Hey, software snobs: Hardware love can set your code free
The two go hand in hand when scaling data-crunching systems
Hitting the ceiling - and punching through it
What happens when you have reached the limit of a system in terms of scaling up? All your CPU and memory slots are full and your spinning disks have been replaced with SSDs or RAM? You need to look elsewhere.
A farmer with a heavy cart can only increase the size of a single horse up to a point before resorting to multiple horses. In the same way, at some point, we have to stop trying to scale up an existing single server system and scale out to include many nodes.
This may seem like an obvious choice and, yes, we are talking about NoSQL solutions like (but absolutely not exclusively) Hadoop and MapReduce. The real challenge here is not finding or building the nodes, it is making the software run in parallel.
Sometimes the algorithmic solution will parallelise very easily; in other cases a complete redesign of the algorithms is required which in turn means a total rewrite of the code.
As an example of the former, think about a simple summation of values. The summation operation has two key properties in that it is associative (meaning that the individual elements can be operated on in any order) and it is commutative (the operations themselves can be performed in any order).
An operation that fulfils these two criteria can be run in parallel with little change in a shared nothing environment such as Hadoop and MapReduce. So there may be millions of values to be summed but they can be split into subsets which can be summed. Then the totals from these subsets can be summed and so on.
Now think about creating a top 10 sales report; here the problem is very different. The initial data set can be split into smaller sets and distributed around a cluster of nodes. The distribution key will need to be worked out beforehand so that any data that needs to be aggregated ends up at the same node (customer identifier for example) then each node can work out the top 10 customers from its own data set.
So far, so parallel. However, at some point these "local Top 10s" must be brought together as a single task to decide the actual Top 10. This final operation cannot be done in parallel and whether you have 10 nodes or 4,000 you will be using a single node out of your cluster to do this final reduce step. And, of course, we haven’t even begun to think about complexities such as data skew.
Data mining can involve very complex algorithms to fully utilise a massively parallel processing system. An example of this is a collaborative filter (or recommendation engine), which requires a good knowledge of matrix manipulation and several Map and Reduce tasks chained together to perform the complete calculation in parallel. There are many good examples of this particular algorithm available on the internet, examples well worth researching if you want a detailed description.
Problems are relative, as are the solutions: improved running times, lower cost, trying to escape vendor lock-in, need for high-availability? The answer to these will depend.
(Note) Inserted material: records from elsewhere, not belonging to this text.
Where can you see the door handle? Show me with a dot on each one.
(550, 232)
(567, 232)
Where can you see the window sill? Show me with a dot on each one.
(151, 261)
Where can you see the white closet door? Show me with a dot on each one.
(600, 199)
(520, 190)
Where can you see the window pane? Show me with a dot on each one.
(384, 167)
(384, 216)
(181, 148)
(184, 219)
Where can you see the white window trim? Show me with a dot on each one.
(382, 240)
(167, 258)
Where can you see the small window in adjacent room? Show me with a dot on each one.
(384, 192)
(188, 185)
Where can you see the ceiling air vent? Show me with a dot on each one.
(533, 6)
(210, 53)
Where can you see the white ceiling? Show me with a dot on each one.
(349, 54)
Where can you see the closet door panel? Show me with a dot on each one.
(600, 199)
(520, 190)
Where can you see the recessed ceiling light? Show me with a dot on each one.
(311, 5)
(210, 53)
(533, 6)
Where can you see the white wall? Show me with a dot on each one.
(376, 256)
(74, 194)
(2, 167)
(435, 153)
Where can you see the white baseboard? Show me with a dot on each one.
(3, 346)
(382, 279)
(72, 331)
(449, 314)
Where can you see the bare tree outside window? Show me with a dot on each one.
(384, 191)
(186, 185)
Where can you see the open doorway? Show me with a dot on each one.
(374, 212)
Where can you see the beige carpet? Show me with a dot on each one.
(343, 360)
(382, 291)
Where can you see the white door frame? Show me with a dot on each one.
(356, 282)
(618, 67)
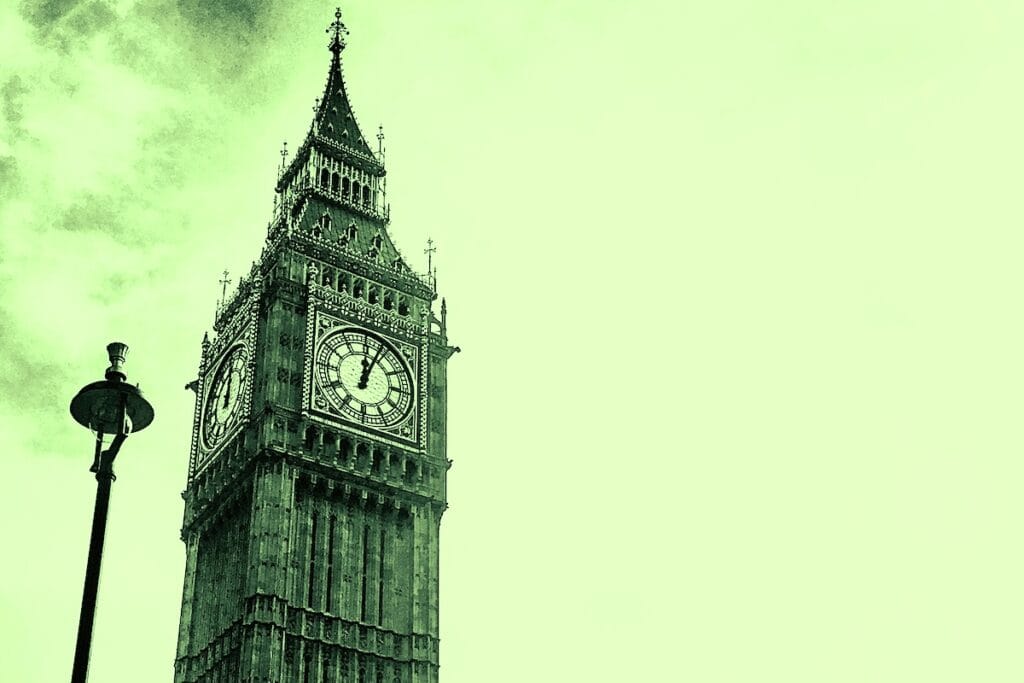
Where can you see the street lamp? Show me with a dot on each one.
(110, 408)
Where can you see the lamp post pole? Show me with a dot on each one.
(115, 408)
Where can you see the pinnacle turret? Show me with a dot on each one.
(334, 119)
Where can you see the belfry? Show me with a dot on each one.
(316, 476)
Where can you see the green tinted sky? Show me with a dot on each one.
(736, 285)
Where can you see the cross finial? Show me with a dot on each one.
(339, 30)
(224, 282)
(429, 251)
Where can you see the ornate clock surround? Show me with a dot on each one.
(328, 314)
(240, 332)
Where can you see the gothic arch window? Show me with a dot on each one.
(344, 451)
(322, 225)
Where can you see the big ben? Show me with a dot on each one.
(316, 477)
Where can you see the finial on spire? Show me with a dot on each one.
(224, 282)
(339, 30)
(431, 272)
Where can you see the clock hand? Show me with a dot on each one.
(367, 367)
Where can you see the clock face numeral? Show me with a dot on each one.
(223, 398)
(364, 378)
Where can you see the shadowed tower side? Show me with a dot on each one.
(316, 478)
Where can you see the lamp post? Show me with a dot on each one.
(109, 408)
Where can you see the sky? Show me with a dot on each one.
(736, 286)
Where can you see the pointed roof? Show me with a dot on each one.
(335, 119)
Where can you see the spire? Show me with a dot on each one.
(334, 118)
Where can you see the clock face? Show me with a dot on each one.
(223, 398)
(364, 378)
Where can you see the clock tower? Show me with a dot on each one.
(316, 477)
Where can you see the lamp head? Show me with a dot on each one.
(117, 352)
(112, 407)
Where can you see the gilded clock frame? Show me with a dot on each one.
(241, 332)
(329, 313)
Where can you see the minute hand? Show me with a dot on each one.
(367, 367)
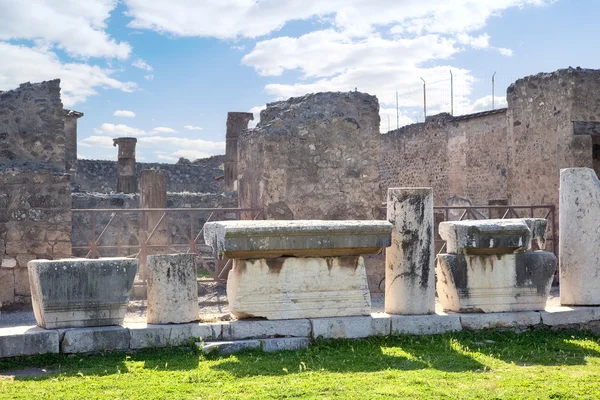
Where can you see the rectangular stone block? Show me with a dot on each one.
(425, 324)
(257, 329)
(491, 236)
(81, 292)
(96, 339)
(495, 283)
(27, 341)
(311, 238)
(554, 316)
(290, 287)
(146, 335)
(500, 320)
(351, 327)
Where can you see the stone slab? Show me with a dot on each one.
(495, 283)
(95, 339)
(490, 236)
(27, 341)
(172, 289)
(81, 292)
(267, 345)
(351, 327)
(477, 321)
(144, 335)
(291, 287)
(258, 329)
(300, 238)
(579, 249)
(556, 316)
(425, 324)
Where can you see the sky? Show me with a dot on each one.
(167, 72)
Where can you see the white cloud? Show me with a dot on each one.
(141, 64)
(74, 26)
(96, 141)
(78, 80)
(192, 128)
(119, 130)
(124, 113)
(163, 129)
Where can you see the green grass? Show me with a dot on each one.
(483, 365)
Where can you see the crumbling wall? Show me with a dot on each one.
(457, 156)
(35, 201)
(313, 157)
(199, 177)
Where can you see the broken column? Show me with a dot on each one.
(153, 225)
(126, 172)
(410, 260)
(172, 289)
(579, 236)
(297, 269)
(236, 123)
(487, 268)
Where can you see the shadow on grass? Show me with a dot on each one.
(543, 347)
(368, 355)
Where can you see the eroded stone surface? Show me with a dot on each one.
(172, 289)
(491, 236)
(290, 287)
(81, 292)
(410, 260)
(496, 283)
(312, 238)
(579, 218)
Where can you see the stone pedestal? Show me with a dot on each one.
(579, 236)
(291, 287)
(172, 289)
(74, 293)
(488, 270)
(410, 260)
(297, 269)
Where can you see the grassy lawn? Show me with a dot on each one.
(483, 365)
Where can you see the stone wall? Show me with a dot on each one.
(35, 200)
(511, 156)
(313, 157)
(199, 177)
No matter what, though, the days of just buying a faster server may be over for many of us and we must look at the hardware in conjunction with the software for a better future. ®
Mark Whitehorn is a consultant in databases, data analysis, data modeling, data warehousing and BI and holds chair of analytics at the University of Dundee where he teaches, conducts research and runs a masters programme in BI. Chris Hillman is principal data scientist in the international advanced analytics team at Teradata and studying part-time for a PhD in data science at the University of Dundee, applying big-data analytics to the data produced from experimentation into the human proteome.
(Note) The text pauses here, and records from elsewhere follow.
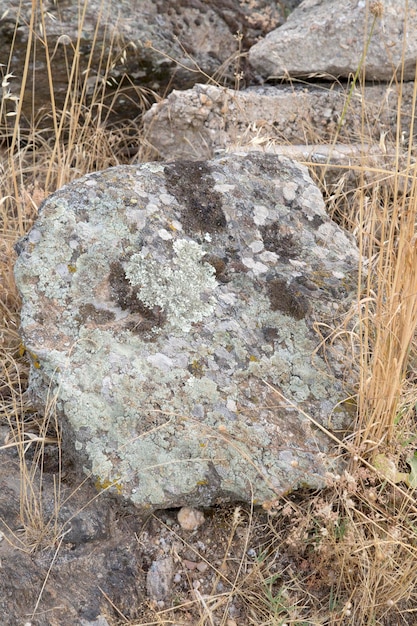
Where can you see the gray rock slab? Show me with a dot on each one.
(195, 123)
(163, 304)
(328, 37)
(151, 44)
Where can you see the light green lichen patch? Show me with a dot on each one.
(182, 290)
(165, 304)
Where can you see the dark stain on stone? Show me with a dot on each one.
(126, 296)
(220, 266)
(89, 313)
(121, 290)
(280, 239)
(317, 221)
(270, 334)
(192, 184)
(287, 299)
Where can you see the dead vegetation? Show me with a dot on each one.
(347, 555)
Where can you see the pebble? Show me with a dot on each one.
(190, 519)
(159, 579)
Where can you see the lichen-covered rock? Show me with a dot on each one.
(163, 303)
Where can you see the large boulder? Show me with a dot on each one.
(168, 310)
(328, 38)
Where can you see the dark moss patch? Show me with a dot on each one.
(127, 298)
(121, 290)
(89, 313)
(279, 239)
(191, 183)
(287, 299)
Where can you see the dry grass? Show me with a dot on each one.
(343, 556)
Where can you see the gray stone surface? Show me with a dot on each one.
(327, 37)
(160, 302)
(190, 40)
(196, 122)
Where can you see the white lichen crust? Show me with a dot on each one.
(179, 289)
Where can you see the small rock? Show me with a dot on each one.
(189, 518)
(159, 579)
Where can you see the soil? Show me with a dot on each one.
(84, 559)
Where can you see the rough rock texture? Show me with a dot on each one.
(327, 37)
(161, 301)
(194, 123)
(190, 39)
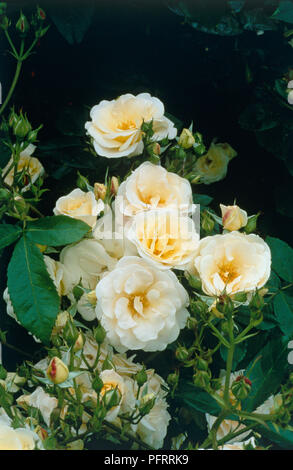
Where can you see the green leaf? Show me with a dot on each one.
(8, 234)
(281, 437)
(32, 291)
(57, 230)
(266, 372)
(283, 308)
(239, 355)
(284, 12)
(282, 258)
(198, 399)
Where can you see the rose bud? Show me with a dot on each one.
(186, 139)
(114, 185)
(100, 191)
(233, 217)
(57, 371)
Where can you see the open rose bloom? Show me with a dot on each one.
(231, 263)
(116, 125)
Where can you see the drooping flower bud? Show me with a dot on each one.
(186, 139)
(233, 217)
(22, 24)
(241, 387)
(141, 377)
(21, 126)
(114, 185)
(99, 334)
(57, 371)
(70, 333)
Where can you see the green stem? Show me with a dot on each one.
(14, 82)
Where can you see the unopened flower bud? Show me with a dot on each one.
(57, 371)
(201, 364)
(225, 304)
(114, 185)
(78, 343)
(147, 403)
(207, 222)
(201, 379)
(82, 182)
(173, 379)
(241, 387)
(194, 281)
(233, 217)
(22, 24)
(97, 384)
(182, 353)
(21, 127)
(112, 398)
(250, 227)
(186, 139)
(3, 373)
(141, 377)
(99, 334)
(70, 333)
(100, 191)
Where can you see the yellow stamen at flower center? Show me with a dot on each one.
(126, 125)
(227, 271)
(109, 386)
(137, 305)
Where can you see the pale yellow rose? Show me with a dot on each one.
(232, 262)
(233, 217)
(17, 439)
(152, 428)
(213, 166)
(41, 400)
(85, 262)
(116, 125)
(164, 238)
(153, 187)
(186, 139)
(80, 205)
(26, 162)
(140, 306)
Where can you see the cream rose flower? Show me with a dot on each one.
(213, 165)
(115, 125)
(233, 262)
(163, 237)
(153, 187)
(26, 162)
(141, 307)
(233, 217)
(80, 205)
(40, 400)
(86, 262)
(17, 439)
Nowadays, the farmer first glues on some horns and sells it to the abbatoir as a cow.
There is a reason for Software Smugness
You haven't heard of the reverse boast "only by throwing software at it" because of a very simple fact: If I can get more performance out of the same hardware, by designing an O(N) algorithm to replace an O(N^2) I am being smart. Throwing more hardware at a problem when a better algorithmic solution exists is stupid.
I have seen people use weeks of wall-clock time on a 512 core segment of a big machine, simply because their code was bad. My colleague coded the thing properly in C++ and had the code running on his desktop and finishing in a few minutes (O(2^N) vs O(N log N) if I recall correctly). Only throwing hardware at a problem is often wrong. Thinking about better algorithms is never a bad idea.
Once you have really thought about the algorithmics, then you can start throwing more hardware at it (and once you do that, you must rethink the algorithmics again, especially when doing parallel stuff). So in our massive image processing stuff (Gpixel and Tpixel), we first minimize communication and disk-access overhead, and then move to SSD or Fusion-IO stuff.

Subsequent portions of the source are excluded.